俺はスマホの画面を見せる。恵の両親の家と通話中にしてあるのだ。
恵親:『恵!どういうことだ!?次郎君…。なんと言ったら…。』
次郎:何も言わなくていいです。以上のことから離婚させていただきますので!
恵:ごめんなさい!許してください!
次郎:イヤだね!これで大牟田と堂々とお楽しみができて良かったじゃないか。まあ、慰謝料は取らせてもらうけど!

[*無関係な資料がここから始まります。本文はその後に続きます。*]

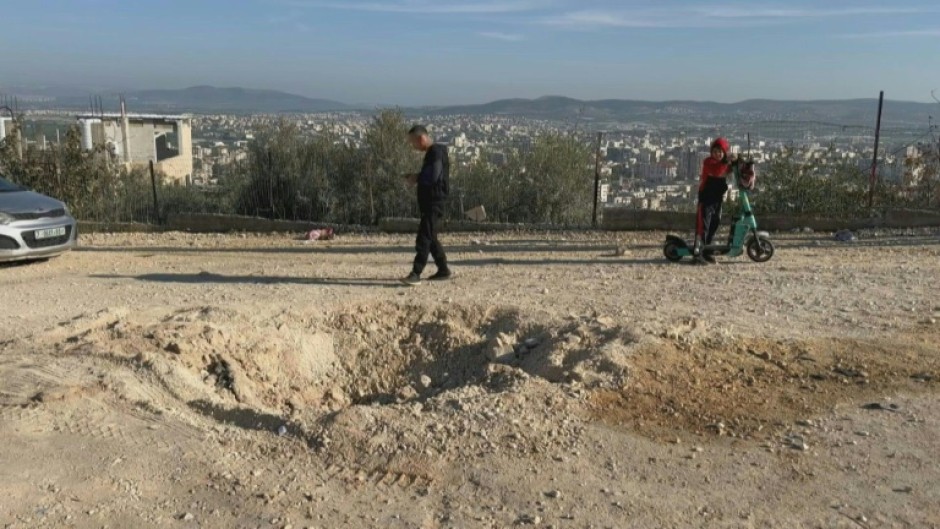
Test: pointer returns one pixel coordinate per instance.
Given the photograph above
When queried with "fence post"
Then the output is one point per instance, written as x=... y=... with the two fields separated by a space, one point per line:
x=153 y=183
x=874 y=163
x=597 y=177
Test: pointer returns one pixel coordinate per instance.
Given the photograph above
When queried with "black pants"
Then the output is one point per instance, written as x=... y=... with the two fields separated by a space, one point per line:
x=709 y=217
x=426 y=242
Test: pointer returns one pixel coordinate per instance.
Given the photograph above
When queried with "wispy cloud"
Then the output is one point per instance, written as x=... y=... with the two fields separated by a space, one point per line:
x=774 y=13
x=712 y=16
x=910 y=33
x=506 y=37
x=440 y=7
x=611 y=19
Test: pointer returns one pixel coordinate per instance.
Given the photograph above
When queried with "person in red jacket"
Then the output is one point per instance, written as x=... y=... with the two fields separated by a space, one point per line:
x=711 y=194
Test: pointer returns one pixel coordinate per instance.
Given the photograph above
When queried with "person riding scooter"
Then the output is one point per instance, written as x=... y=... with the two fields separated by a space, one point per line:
x=712 y=187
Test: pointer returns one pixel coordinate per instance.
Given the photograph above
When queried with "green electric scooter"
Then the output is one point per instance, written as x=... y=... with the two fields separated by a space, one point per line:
x=744 y=235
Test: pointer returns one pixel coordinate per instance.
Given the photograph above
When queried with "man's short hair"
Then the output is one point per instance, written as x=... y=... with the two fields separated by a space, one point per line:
x=418 y=130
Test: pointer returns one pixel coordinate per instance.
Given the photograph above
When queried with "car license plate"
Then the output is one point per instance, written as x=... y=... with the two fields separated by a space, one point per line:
x=50 y=233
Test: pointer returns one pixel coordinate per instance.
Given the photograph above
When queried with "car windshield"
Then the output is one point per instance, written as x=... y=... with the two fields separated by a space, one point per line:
x=8 y=187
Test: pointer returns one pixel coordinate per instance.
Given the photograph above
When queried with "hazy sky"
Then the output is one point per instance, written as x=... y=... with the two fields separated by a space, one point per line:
x=462 y=51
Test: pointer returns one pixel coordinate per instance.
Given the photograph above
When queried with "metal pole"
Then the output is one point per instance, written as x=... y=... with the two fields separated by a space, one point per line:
x=874 y=163
x=153 y=182
x=597 y=177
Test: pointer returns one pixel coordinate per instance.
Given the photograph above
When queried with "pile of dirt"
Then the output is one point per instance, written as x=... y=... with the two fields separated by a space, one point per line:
x=404 y=388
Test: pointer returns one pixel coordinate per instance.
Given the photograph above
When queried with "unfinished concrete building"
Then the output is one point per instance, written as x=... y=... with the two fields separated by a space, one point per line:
x=138 y=139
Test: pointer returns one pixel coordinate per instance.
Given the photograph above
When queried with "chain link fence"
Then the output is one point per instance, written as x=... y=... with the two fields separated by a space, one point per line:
x=804 y=167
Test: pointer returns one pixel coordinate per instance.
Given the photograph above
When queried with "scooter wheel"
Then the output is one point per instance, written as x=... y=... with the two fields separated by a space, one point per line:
x=760 y=250
x=671 y=251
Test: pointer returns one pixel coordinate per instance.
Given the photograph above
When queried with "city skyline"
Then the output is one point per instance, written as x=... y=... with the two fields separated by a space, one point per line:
x=448 y=52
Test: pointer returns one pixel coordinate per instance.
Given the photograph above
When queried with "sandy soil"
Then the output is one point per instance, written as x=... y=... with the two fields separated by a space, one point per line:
x=560 y=380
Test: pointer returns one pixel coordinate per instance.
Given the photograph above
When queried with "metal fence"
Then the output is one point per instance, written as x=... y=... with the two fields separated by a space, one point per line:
x=804 y=166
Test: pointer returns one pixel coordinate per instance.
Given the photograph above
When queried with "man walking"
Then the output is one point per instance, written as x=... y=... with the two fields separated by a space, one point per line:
x=431 y=184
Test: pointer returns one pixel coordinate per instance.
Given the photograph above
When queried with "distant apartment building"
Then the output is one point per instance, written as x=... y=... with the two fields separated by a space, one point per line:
x=138 y=139
x=5 y=126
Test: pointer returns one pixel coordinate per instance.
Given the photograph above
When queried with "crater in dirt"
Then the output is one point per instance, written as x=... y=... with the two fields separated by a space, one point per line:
x=367 y=354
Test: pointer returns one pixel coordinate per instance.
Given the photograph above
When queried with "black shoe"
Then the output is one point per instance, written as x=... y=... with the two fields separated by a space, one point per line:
x=441 y=275
x=411 y=279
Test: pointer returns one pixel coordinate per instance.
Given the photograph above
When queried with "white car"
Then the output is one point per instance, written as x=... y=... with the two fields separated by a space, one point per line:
x=33 y=226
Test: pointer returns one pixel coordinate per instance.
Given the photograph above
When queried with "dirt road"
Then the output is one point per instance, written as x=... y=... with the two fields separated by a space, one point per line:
x=173 y=380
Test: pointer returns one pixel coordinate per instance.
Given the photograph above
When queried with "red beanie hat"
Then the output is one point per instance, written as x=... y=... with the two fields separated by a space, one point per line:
x=722 y=144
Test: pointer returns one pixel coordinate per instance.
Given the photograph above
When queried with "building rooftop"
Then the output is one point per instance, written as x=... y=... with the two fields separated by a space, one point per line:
x=144 y=117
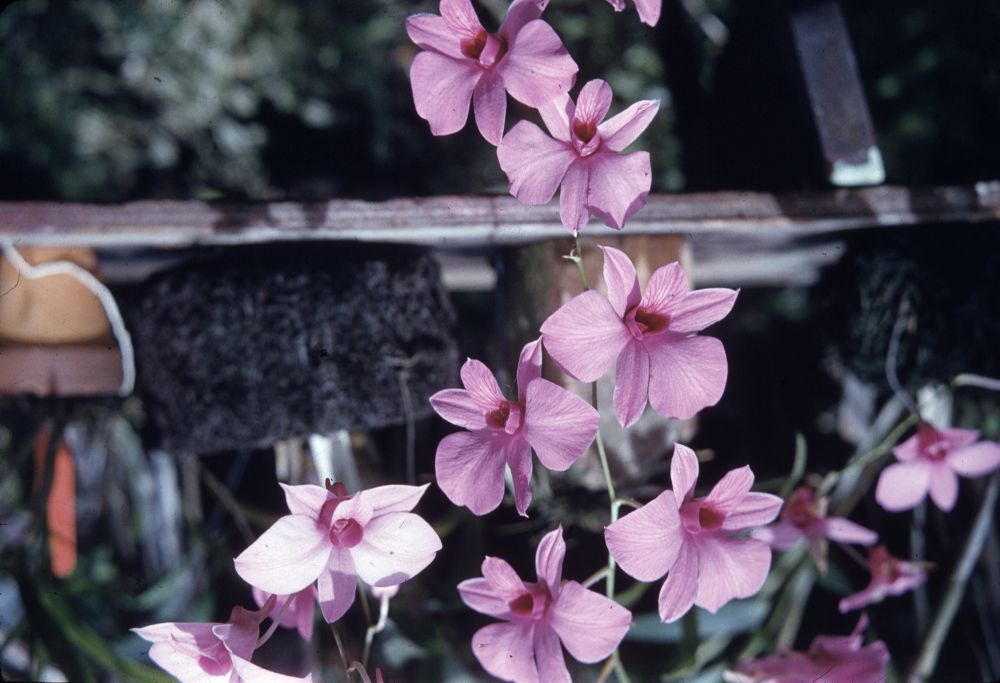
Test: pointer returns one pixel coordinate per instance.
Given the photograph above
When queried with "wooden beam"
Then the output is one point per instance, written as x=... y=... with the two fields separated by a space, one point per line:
x=481 y=221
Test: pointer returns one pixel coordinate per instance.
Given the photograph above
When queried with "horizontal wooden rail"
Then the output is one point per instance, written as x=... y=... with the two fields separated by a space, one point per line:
x=480 y=221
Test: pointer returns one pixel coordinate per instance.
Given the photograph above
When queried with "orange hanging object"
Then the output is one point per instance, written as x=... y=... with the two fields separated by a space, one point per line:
x=60 y=506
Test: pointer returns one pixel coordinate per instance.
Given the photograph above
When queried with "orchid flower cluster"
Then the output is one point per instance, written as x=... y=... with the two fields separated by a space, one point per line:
x=707 y=548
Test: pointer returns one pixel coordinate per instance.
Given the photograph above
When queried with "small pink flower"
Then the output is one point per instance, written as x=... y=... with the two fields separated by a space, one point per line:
x=545 y=417
x=463 y=61
x=213 y=652
x=335 y=538
x=696 y=541
x=298 y=615
x=525 y=646
x=583 y=155
x=654 y=339
x=890 y=576
x=649 y=10
x=804 y=516
x=930 y=460
x=830 y=659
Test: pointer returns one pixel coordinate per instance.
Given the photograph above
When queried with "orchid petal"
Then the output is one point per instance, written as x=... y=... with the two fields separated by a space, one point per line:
x=976 y=460
x=442 y=89
x=846 y=531
x=631 y=383
x=585 y=336
x=396 y=547
x=731 y=489
x=556 y=114
x=621 y=130
x=754 y=510
x=251 y=673
x=393 y=498
x=621 y=280
x=549 y=657
x=730 y=568
x=537 y=67
x=686 y=375
x=902 y=485
x=305 y=499
x=336 y=586
x=700 y=308
x=506 y=651
x=549 y=558
x=645 y=543
x=520 y=13
x=666 y=287
x=481 y=384
x=619 y=185
x=535 y=163
x=573 y=197
x=593 y=102
x=649 y=11
x=558 y=425
x=458 y=407
x=590 y=625
x=479 y=595
x=287 y=557
x=678 y=592
x=683 y=472
x=469 y=468
x=489 y=104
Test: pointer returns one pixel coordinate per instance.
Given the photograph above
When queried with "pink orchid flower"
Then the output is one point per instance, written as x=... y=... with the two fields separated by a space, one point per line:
x=334 y=538
x=558 y=425
x=525 y=646
x=298 y=615
x=829 y=659
x=696 y=541
x=653 y=337
x=462 y=61
x=213 y=653
x=889 y=576
x=930 y=460
x=804 y=516
x=649 y=10
x=583 y=155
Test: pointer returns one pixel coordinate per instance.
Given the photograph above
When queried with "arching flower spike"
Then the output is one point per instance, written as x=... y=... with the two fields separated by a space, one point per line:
x=462 y=61
x=584 y=155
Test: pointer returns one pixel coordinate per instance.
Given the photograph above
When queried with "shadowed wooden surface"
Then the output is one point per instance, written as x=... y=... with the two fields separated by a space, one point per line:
x=481 y=221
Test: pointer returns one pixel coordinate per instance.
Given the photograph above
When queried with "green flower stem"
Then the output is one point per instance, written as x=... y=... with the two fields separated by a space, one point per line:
x=927 y=659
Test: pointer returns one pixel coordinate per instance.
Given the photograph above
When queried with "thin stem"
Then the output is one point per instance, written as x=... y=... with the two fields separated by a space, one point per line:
x=577 y=257
x=340 y=645
x=274 y=621
x=931 y=648
x=376 y=628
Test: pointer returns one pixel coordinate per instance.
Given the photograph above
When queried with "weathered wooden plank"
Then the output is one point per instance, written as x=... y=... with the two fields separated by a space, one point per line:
x=480 y=221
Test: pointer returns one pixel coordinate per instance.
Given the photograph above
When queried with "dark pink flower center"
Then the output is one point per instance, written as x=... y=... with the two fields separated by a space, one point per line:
x=642 y=322
x=346 y=533
x=699 y=515
x=508 y=416
x=532 y=603
x=485 y=48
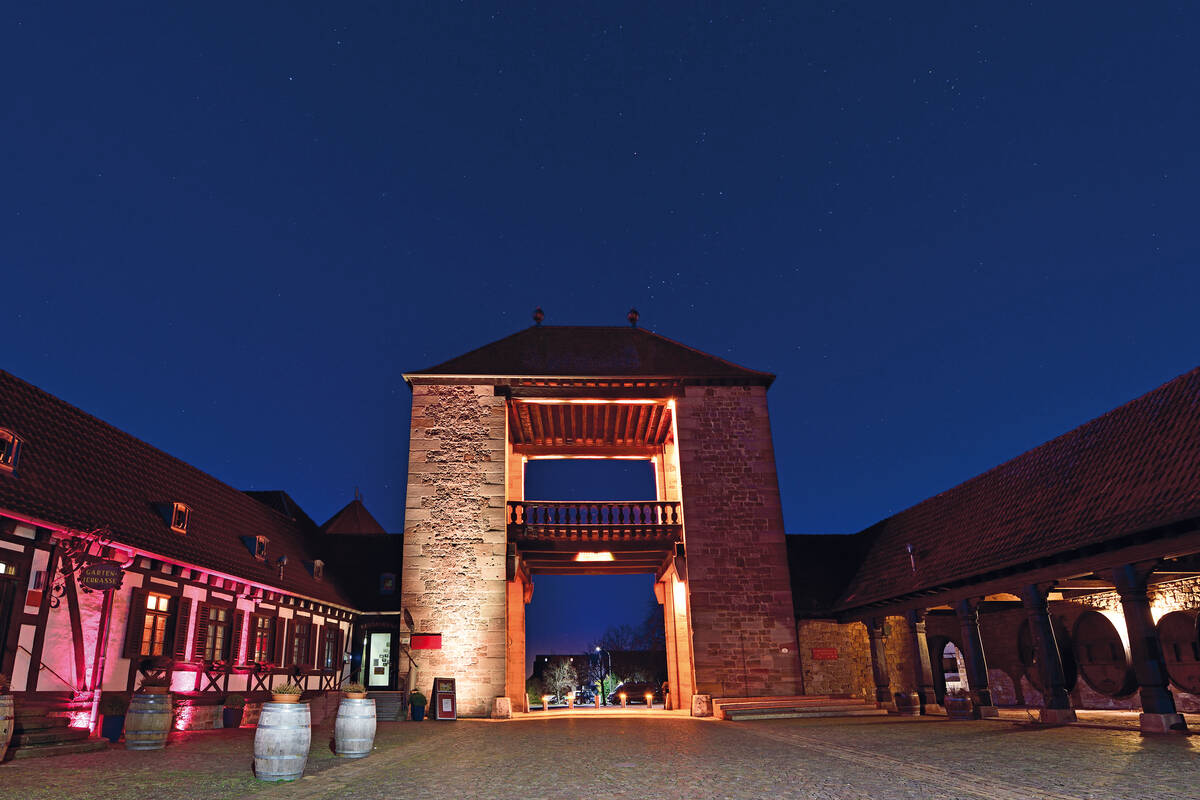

恵:イヤぁぁぁ!やめて!これからは貴方にキイロイコエを…。
次郎:聞きたくないね!お前ともこれまでだ!さようなら!
こうして、俺は恵と離婚し、慰謝料も頂いた。その後、恵は大牟田と正式に交際するものの大牟田は路上で女性にキイロイコエを言わせようとしていたようで警察に逮捕となり、恵は路頭に迷ったらしいが、もう他人だ。昌樹は独立して探偵事務所を立ち上げ、俺もそこに転職させてもらい、やがては他の女性と出会って再婚した。新しい妻も前に浮気されたことがあったという過去があるらしく、裏切られる想いを知っている俺達はいつまでも幸せに暮らしたのだった。